A critical step in IS signal transduction is recruitment of the transmembrane adaptor molecule linker for activated T cells (LAT) to the synaptic membrane. While many questions remain regarding the trafficking of LAT to the IS, it is well documented that upon TCR/antigen binding, LAT translocates to the IS where it is phosphorylated by the tyrosine kinase ZAP70.^3-5^ The phosphorylated tyrosines serve as binding sites for signaling molecules forming the multimolecular complex known as the “LAT signalosome”.^6^ This complex brings effector molecules into contact to drive proximal TCR signaling and the subsequent T cell response. Loss of LAT expression or mutation of key tyrosine phosphorylation sites results in the misregulation of T cells in animal models.^7-10^
In its canonical role, the phosphoinositide 3-kinase (PI3K)-related kinase DNA-dependent protein kinase catalytic subunit (DNA-PKcs), along with family members ATM and ATR, functions in the nucleus as a double-strand DNA damage repair (DDR) kinase to promote non-homologous end-joining.^11,12^ It was originally linked to the developing immune system when mice with a severe combined immunodeficiency (SCID) phenotype, characterized by deficiencies in mature T and B cells, were discovered to harbor DNA-PKcs loss-of-function mutations.^13-16^ This defect is attributed to DNA-PKcs’s role in V(D)J recombination, which promotes B and TCR diversity.

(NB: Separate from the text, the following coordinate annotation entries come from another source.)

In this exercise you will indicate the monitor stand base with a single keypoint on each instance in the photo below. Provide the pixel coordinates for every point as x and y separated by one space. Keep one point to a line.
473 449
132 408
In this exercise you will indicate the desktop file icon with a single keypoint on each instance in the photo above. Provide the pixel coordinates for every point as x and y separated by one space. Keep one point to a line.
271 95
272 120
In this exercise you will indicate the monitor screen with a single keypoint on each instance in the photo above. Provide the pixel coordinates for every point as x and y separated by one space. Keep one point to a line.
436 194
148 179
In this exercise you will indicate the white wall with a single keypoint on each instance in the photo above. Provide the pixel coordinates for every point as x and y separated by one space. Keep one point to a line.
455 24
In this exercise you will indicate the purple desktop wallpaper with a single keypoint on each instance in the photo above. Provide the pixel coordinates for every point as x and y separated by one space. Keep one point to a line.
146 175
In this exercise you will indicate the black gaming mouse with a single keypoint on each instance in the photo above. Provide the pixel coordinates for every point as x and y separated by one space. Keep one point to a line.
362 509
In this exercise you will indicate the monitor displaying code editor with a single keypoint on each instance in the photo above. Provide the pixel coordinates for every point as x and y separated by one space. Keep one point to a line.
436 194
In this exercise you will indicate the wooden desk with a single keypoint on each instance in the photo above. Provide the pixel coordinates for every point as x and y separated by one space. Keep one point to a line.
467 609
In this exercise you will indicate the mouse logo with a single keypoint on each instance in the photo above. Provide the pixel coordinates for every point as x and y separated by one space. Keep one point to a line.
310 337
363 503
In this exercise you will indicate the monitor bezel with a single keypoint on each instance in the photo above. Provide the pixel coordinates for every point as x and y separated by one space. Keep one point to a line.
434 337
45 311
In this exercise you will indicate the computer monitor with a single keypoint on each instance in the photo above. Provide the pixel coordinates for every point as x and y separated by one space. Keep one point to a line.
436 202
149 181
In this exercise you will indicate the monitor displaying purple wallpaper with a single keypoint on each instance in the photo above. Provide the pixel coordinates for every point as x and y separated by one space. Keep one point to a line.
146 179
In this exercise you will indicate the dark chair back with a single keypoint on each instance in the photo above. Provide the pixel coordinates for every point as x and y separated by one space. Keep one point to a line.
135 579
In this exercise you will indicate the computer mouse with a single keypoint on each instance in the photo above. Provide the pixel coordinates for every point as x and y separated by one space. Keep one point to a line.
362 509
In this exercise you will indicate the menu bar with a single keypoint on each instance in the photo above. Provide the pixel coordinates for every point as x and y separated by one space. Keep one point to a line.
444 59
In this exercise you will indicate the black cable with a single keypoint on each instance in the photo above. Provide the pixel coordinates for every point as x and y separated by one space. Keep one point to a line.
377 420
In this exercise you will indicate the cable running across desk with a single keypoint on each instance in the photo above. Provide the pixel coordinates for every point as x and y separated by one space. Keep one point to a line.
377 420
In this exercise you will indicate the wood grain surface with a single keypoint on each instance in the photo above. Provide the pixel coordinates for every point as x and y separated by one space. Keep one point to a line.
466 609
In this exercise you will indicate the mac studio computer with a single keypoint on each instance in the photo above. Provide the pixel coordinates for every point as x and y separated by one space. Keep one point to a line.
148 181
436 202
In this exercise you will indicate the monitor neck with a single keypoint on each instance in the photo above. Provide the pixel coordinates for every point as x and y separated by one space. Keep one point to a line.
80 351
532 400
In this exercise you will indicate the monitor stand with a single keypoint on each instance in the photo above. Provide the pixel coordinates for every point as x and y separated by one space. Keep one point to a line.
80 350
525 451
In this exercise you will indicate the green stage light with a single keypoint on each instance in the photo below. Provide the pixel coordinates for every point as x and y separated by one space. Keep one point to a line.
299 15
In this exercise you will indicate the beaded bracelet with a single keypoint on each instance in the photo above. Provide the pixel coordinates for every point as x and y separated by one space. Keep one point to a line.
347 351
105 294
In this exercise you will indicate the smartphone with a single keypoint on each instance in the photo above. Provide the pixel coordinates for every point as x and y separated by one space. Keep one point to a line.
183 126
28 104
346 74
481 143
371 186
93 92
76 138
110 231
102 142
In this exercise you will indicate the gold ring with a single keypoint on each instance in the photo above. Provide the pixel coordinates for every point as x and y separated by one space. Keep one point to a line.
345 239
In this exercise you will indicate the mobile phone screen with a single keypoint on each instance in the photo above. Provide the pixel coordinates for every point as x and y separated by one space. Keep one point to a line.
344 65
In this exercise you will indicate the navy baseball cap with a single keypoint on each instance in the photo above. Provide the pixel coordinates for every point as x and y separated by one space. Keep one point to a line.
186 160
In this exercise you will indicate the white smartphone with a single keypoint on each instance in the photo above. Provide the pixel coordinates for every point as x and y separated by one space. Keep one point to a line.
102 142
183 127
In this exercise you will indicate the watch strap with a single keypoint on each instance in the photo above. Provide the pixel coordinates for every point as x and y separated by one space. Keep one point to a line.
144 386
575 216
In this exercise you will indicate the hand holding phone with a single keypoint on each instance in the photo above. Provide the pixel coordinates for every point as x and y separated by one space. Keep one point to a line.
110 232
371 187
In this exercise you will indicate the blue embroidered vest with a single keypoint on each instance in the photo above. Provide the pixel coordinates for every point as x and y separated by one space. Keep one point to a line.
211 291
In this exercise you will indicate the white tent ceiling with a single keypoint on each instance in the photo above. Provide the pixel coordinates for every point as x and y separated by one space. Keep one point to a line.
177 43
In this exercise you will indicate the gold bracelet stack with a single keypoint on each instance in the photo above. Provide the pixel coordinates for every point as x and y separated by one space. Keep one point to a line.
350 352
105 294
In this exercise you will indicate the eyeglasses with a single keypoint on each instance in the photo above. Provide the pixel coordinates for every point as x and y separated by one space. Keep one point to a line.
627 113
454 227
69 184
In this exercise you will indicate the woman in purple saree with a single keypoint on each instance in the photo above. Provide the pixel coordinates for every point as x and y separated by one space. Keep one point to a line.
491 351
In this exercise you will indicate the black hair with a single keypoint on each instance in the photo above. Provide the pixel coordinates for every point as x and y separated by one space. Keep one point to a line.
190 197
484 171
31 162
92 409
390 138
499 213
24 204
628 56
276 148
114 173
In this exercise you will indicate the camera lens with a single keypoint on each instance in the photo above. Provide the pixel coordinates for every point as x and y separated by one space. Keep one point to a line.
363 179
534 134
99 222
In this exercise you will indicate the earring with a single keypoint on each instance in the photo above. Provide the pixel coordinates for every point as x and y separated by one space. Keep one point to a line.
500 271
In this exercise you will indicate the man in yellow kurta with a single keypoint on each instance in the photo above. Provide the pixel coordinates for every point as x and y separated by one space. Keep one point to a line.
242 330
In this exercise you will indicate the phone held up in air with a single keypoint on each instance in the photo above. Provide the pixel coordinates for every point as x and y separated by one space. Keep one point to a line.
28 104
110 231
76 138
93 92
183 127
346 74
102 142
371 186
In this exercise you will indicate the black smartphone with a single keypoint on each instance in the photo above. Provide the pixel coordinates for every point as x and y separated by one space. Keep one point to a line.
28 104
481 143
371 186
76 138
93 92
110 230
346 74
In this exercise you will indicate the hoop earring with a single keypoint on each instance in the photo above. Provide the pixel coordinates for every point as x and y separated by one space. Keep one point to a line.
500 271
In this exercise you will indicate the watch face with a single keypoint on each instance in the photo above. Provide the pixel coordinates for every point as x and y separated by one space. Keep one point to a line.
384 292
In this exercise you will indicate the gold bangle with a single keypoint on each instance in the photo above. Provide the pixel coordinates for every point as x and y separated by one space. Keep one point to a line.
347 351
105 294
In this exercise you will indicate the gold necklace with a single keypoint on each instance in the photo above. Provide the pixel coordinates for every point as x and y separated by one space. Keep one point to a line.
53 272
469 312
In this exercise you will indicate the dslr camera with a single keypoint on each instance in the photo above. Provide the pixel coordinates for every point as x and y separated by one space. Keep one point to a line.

Though less characterized, DNA-PKcs also functions in mature immune cells independent of its role in DDR. For instance, DNA-PKcs is required for Toll-like receptor 9 (TLR9) signaling and interferon (IFN)-α/β production in dendritic cells, functioning as a viral DNA sensor and supporting efficient antigen presentation to drive a T helper (Th)2-mediated response.^17,18^ DNA-PKcs also regulates the differentiation of CD4^+^ T cells into Th1 and Th2 subtypes by altering the expression of Gata3 and T-bet.^19^ Additionally, DNA-PKcs, in conjunction with the KU complex expressed in the cytoplasm of aging CD4^+^ T cells, acts as a sensor for accumulated cytoplasmic DNA, resulting in heightened T cell activation.^20^ Here, we provide further evidence that DNA-PKcs is a critical component of the adaptive immune response and suggest a mechanism by which it impacts CD4^+^ and CD8^+^ T cell function. Here, we demonstrate that upon T cell activation, DNA-PKcs physically interacts with LAT and is required for LAT localization to the IS. We identified two serines within LAT, S224 and S241, that are phosphorylated by DNA-PKcs and are critical for LAT tyrosine phosphorylation and IL-2 and IFN-γ production. Using unique transgenic mouse models designed to delete DNA-PKcs expression specifically within mature CD4^+^ or CD8^+^ T cells, we show that loss of DNA-PKcs results in T cells unable to control tumor growth or induce allogeneic transplant graft rejection. These data highlight a mechanism influencing T cell responses with potential therapeutic application for immune-related diseases.
RESULTS
T cell activation uniquely activates DNA-PKcs in the cytoplasm
The function of DNA-PKcs within the cytoplasm of T cells remains poorly understood. Using cell fractionation and laser confocal microscopy (LSCM), we demonstrate that upon activation of human Jurkat T cells with αCD3/CD28, active DNA-PKcs, indicated by the presence of phosphorylated serine 2056 (pDNA-PKcs), is specifically elevated within the cytoplasm (Figures 1A-1C).^21,22^ Western blot analysis of the cytosolic fractions revealed that when T cells were stimulated with αCD3/CD28 for five minutes and then removed from the stimulus, pDNA-PKcs levels peaked at 15 min and returned to baseline by 45 min (Figures S1A and S1B).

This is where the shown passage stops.